In [1]:
from enum import Enum
from functools import partial
import pandas as pd
import torch
import json

In [2]:
from transformers import AutoModelForCausalLM, AutoTokenizer, TrainingArguments, BitsAndBytesConfig, set_seed
from datasets import load_dataset
from trl import SFTTrainer, DataCollatorForCompletionOnlyLM
from peft import get_peft_model, IA3Config, TaskType

seed = 42
set_seed(seed)

In [3]:
model_name = "Locutusque/TinyMistral-248M"
dataset_name = "wikisql"

In [4]:
dataset = load_dataset(dataset_name)
dataset

You can avoid this message in future by passing the argument `trust_remote_code=True`.
Passing `trust_remote_code=True` will be mandatory to load this dataset from the next major release of `datasets`.


Downloading builder script:   0%|          | 0.00/6.57k [00:00<?, ?B/s]

Downloading readme:   0%|          | 0.00/7.80k [00:00<?, ?B/s]

Downloading data:   0%|          | 0.00/26.2M [00:00<?, ?B/s]

Generating test split:   0%|          | 0/15878 [00:00<?, ? examples/s]

Generating validation split:   0%|          | 0/8421 [00:00<?, ? examples/s]

Generating train split:   0%|          | 0/56355 [00:00<?, ? examples/s]

DatasetDict({
    test: Dataset({
        features: ['phase', 'question', 'table', 'sql'],
        num_rows: 15878
    })
    validation: Dataset({
        features: ['phase', 'question', 'table', 'sql'],
        num_rows: 8421
    })
    train: Dataset({
        features: ['phase', 'question', 'table', 'sql'],
        num_rows: 56355
    })
})

In [6]:
def preprocess(sample):
  column_names = sample["table"]["header"]
  table_id = sample["table"]["id"]
  natural_query = sample["question"]
  sql_query = sample["sql"]["human_readable"].replace("table", table_id)
  content = f"Table: {table_id}\n Columns: {column_names}\n Natural Query: {natural_query}\n SQL Query: {sql_query}</s>"
  return {"content": content}

In [7]:
dataset = dataset.map(
    preprocess,
    batched=False,
    remove_columns=dataset["train"].column_names
)

Map:   0%|          | 0/15878 [00:00<?, ? examples/s]

Map:   0%|          | 0/8421 [00:00<?, ? examples/s]

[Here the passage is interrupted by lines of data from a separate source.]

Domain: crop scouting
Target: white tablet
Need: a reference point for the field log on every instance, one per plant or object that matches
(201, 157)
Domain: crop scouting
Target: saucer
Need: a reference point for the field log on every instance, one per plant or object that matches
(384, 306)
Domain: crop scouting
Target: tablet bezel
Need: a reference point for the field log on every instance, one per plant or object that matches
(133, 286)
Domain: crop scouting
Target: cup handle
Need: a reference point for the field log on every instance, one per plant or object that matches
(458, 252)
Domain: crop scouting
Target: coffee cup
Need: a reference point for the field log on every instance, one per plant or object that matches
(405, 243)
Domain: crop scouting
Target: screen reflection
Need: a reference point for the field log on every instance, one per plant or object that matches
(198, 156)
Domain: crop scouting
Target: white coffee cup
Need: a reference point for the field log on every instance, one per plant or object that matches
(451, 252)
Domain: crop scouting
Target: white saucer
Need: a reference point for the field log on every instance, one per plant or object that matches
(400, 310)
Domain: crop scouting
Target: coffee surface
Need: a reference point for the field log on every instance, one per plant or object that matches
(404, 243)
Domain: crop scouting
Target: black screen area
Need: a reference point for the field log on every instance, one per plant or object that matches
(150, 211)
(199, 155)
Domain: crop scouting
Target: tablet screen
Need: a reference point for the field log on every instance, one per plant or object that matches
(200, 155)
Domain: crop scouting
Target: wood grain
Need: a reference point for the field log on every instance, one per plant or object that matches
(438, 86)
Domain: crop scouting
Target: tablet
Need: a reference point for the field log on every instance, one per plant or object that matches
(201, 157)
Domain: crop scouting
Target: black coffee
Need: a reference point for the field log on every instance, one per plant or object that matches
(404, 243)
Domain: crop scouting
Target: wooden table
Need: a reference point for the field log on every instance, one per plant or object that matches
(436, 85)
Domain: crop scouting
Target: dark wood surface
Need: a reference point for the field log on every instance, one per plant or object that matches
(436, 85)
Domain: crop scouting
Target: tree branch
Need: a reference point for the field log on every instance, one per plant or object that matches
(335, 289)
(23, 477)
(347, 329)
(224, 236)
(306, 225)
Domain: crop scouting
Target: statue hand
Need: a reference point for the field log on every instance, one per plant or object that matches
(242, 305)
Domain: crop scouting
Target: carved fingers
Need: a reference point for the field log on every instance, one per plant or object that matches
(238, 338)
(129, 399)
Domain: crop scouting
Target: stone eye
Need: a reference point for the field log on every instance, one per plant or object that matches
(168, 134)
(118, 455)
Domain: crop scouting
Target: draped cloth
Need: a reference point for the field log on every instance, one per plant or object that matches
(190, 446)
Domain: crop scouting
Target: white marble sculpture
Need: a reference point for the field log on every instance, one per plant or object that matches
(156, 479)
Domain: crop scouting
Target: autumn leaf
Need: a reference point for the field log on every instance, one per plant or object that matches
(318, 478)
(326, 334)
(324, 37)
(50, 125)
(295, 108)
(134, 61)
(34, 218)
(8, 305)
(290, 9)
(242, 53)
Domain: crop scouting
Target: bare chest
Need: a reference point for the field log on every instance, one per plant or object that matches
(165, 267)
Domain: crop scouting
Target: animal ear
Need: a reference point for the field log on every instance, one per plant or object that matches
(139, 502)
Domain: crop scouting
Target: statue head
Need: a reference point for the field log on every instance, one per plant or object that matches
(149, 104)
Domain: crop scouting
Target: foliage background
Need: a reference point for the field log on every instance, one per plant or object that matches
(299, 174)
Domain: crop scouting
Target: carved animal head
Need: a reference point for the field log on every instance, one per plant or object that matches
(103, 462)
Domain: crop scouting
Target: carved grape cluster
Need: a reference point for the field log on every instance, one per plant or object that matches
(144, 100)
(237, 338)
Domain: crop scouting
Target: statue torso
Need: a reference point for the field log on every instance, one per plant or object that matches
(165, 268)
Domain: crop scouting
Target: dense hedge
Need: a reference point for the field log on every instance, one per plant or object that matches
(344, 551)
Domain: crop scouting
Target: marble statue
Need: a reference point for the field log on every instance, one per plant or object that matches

Map:   0%|          | 0/56355 [00:00<?, ? examples/s]

In [8]:
peft_config = IA3Config(target_modules=["k_proj", "v_proj", "down_proj"], 
                        feedforward_modules=["down_proj"], 
                        task_type=TaskType.CAUSAL_LM)

In [9]:
response_template = "SQL Query:"
tokenizer = AutoTokenizer.from_pretrained(model_name)
if tokenizer.pad_token_id is None:
    tokenizer.pad_token_id = 0
collator = DataCollatorForCompletionOnlyLM(response_template, tokenizer=tokenizer)
model = AutoModelForCausalLM.from_pretrained(model_name)

tokenizer_config.json:   0%|          | 0.00/1.96k [00:00<?, ?B/s]

tokenizer.json:   0%|          | 0.00/1.80M [00:00<?, ?B/s]

added_tokens.json:   0%|          | 0.00/67.0 [00:00<?, ?B/s]

special_tokens_map.json:   0%|          | 0.00/639 [00:00<?, ?B/s]

Special tokens have been added in the vocabulary, make sure the associated word embeddings are fine-tuned or trained.


config.json:   0%|          | 0.00/562 [00:00<?, ?B/s]

model.safetensors:   0%|          | 0.00/992M [00:00<?, ?B/s]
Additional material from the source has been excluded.